MADURAI: A 13-year-old Jiya Rai raised everyone’s eyebrows when she swam 29 km across the Palk Strait between Thalaimannar and Dhanuskodi in 13 hours and 10 minutes recently. More than a record it was a ray of hope and inspiration not only for autism-affected children like her, but also for others. While experts say there is no concrete medicine or therapy to cure the disorder completely, parents of Jiya say early detection and personal care/training can help improve the condition.
Talking to TNIE, Madan Rai, father of Jiya said, “Jiya was born on May 10, 2008, and till 2010, my wife Rachana and I didn’t find any changes in her. It was on her second birthday that we noticed her sitting in her room and not enjoying with her friends. When we took her for a checkup, she was diagnosed with autism. It was the first time we came across the word - autism. I consulted a doctor in Goa and took her for checkups and therapies. But nothing worked.”
A ray of hope dawned four years later in 2014, when they noticed Jiya getting excited on seeing a swimming pool. “We discovered her talent as a swimmer and there was no turning back since,” recalled Madan. “Her school swimming coach’s words — if you nurture the child, she will bring laurels for the country — gave me a lot of courage, and confidence. Though my daughter was coached for three months, she did not progress,” he added.

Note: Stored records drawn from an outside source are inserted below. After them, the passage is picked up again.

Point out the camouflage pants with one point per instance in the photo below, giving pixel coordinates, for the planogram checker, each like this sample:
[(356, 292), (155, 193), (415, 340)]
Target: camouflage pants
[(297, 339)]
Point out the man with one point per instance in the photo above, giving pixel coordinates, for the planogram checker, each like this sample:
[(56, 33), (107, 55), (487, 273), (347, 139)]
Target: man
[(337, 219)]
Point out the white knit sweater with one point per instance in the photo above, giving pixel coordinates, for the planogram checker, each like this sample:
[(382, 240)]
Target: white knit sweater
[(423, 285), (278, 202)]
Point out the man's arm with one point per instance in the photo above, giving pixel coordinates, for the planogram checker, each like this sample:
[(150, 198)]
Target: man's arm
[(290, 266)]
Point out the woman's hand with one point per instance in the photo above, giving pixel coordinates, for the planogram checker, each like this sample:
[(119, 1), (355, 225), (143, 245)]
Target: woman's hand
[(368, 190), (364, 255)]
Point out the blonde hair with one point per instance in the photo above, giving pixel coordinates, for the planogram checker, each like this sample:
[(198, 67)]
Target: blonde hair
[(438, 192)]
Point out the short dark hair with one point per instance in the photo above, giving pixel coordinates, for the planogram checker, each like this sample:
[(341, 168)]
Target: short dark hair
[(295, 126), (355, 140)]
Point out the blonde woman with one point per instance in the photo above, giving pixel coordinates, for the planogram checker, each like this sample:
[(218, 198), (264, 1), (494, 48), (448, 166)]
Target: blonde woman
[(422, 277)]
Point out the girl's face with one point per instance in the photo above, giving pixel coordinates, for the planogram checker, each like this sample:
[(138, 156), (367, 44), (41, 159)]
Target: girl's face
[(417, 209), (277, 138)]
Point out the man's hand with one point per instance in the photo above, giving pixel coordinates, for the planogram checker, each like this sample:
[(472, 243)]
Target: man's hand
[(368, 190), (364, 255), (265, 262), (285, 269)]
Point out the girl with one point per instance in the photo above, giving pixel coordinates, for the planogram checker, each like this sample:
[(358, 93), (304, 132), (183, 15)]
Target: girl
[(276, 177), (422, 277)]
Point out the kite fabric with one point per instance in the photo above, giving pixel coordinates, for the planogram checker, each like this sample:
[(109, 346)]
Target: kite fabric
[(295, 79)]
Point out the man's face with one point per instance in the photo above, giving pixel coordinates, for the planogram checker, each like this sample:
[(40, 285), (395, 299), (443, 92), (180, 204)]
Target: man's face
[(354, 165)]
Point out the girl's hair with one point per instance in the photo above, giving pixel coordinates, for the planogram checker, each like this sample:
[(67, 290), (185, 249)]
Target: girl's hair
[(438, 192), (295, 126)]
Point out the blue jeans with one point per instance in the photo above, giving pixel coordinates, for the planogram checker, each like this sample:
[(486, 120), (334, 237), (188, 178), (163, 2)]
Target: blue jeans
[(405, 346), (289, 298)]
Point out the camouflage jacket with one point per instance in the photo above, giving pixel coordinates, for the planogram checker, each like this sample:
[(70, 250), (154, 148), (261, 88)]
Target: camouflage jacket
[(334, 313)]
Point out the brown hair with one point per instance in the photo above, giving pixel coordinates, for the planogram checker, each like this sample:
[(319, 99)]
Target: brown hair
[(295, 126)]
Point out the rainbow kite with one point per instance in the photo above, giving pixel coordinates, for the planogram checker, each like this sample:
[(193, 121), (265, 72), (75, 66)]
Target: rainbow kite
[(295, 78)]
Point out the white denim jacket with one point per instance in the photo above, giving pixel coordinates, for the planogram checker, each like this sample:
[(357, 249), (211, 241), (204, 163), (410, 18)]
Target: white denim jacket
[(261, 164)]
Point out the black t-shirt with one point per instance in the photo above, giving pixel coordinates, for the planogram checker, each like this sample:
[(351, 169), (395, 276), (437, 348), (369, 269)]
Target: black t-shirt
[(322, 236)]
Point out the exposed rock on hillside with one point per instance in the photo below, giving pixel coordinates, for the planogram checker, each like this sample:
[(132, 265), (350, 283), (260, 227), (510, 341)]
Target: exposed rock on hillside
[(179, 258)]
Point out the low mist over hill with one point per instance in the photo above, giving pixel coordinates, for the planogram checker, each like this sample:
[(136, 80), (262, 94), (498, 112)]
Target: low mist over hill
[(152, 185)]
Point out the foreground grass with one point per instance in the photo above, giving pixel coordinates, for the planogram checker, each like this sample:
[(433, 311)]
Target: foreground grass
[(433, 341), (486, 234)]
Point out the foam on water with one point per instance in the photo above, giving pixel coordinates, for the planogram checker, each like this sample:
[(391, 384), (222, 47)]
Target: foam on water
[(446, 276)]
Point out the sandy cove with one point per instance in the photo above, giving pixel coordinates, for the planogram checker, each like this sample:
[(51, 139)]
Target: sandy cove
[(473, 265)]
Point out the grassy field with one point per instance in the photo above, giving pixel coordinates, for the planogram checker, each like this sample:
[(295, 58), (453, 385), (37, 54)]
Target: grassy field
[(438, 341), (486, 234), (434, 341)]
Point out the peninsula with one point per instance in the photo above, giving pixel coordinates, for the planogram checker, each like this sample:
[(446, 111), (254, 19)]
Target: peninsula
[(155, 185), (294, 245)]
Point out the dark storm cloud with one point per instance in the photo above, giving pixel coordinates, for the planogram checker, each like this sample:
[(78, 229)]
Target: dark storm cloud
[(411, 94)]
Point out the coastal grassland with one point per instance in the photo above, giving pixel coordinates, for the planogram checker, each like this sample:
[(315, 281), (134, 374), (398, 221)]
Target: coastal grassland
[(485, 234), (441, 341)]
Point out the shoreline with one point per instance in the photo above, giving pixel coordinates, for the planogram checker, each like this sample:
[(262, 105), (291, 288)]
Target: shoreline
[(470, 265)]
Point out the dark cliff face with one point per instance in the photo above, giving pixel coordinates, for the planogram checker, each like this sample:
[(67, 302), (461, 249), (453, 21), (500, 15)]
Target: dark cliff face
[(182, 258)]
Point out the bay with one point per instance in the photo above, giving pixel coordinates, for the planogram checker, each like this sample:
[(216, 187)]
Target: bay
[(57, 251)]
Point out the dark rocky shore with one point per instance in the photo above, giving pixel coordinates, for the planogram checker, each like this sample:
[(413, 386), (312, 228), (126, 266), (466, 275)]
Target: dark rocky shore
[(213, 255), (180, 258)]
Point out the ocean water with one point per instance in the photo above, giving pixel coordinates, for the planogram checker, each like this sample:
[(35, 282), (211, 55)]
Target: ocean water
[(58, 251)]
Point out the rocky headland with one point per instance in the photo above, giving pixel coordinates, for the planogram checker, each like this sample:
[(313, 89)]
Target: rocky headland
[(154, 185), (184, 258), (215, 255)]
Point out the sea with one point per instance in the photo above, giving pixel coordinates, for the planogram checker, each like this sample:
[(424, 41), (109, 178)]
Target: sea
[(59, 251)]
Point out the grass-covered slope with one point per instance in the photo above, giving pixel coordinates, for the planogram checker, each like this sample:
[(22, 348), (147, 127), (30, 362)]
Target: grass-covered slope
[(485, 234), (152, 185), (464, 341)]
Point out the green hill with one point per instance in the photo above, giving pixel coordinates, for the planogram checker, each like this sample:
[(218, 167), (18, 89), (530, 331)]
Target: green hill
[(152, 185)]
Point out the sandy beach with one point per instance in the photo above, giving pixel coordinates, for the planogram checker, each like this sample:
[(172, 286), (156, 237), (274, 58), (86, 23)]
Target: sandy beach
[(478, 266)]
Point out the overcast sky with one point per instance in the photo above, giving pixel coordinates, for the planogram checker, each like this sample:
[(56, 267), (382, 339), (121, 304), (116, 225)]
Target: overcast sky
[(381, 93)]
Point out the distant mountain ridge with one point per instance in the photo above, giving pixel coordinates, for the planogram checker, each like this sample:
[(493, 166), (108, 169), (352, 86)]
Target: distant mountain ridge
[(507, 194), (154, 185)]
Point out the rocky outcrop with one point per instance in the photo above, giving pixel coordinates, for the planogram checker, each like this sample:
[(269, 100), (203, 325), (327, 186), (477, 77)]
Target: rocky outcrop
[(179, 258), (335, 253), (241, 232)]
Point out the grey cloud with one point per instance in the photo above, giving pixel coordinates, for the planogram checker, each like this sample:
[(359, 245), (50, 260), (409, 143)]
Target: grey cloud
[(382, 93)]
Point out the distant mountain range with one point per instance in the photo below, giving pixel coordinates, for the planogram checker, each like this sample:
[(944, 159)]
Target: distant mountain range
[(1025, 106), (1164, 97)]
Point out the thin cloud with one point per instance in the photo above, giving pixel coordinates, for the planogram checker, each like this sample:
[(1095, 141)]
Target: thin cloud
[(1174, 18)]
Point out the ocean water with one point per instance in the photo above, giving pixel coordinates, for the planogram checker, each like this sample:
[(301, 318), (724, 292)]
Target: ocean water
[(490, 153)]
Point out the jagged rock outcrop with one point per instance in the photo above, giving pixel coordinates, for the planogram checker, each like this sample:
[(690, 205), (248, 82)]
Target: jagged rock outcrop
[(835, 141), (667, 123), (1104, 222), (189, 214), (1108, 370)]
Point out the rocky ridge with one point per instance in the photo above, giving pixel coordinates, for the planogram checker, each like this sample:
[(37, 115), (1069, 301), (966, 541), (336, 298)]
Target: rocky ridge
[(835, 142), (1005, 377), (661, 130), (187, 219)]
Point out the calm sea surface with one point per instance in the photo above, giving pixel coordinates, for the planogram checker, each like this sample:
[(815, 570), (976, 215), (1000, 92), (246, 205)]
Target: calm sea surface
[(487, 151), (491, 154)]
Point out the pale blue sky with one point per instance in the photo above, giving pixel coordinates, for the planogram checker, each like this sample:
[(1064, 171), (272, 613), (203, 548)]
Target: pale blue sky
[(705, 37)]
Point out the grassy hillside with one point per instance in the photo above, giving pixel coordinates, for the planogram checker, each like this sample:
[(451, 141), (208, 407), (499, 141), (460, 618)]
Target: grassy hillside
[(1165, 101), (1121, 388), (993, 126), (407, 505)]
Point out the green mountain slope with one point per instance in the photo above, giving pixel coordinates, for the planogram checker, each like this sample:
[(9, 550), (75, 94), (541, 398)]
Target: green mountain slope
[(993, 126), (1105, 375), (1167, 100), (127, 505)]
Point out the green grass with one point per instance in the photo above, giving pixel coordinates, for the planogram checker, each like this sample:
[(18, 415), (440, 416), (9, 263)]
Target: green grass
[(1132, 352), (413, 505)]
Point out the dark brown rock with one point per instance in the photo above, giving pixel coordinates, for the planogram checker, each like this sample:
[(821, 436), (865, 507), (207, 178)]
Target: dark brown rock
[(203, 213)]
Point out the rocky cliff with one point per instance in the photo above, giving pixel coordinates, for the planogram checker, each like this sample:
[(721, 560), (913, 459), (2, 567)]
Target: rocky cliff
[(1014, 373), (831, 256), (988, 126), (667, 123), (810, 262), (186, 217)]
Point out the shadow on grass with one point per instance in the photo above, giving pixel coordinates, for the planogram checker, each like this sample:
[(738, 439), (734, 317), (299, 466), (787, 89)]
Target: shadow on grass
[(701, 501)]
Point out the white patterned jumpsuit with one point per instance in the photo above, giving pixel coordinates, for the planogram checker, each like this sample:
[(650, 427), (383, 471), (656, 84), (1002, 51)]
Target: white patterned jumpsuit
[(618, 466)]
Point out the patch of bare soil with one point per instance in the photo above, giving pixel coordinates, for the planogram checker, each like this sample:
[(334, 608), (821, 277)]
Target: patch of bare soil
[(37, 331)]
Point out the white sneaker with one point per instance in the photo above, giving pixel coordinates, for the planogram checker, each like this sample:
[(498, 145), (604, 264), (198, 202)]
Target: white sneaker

Even when the coach gave up on her and everything seemed out of control, Jiya’s mother was confident enough in her daughter. “Not knowing a thing about swimming, Rachana, surprisingly, volunteered to learn it — just for Jiya. She trained under the coach and taught the child. My wife is Jiya’s coach,” said Madan proudly. All Madan asks parents is to channel the nuclear-like energy of autism kids in the right way.
Apart from taking lessons, Jiya learns via youtube videos, especially from swimmer Michel Phelps, and spends four hours in physical training and five hours in swimming. Jiya is on a mission to become the first and youngest para swimmer in the world to swim seven oceans.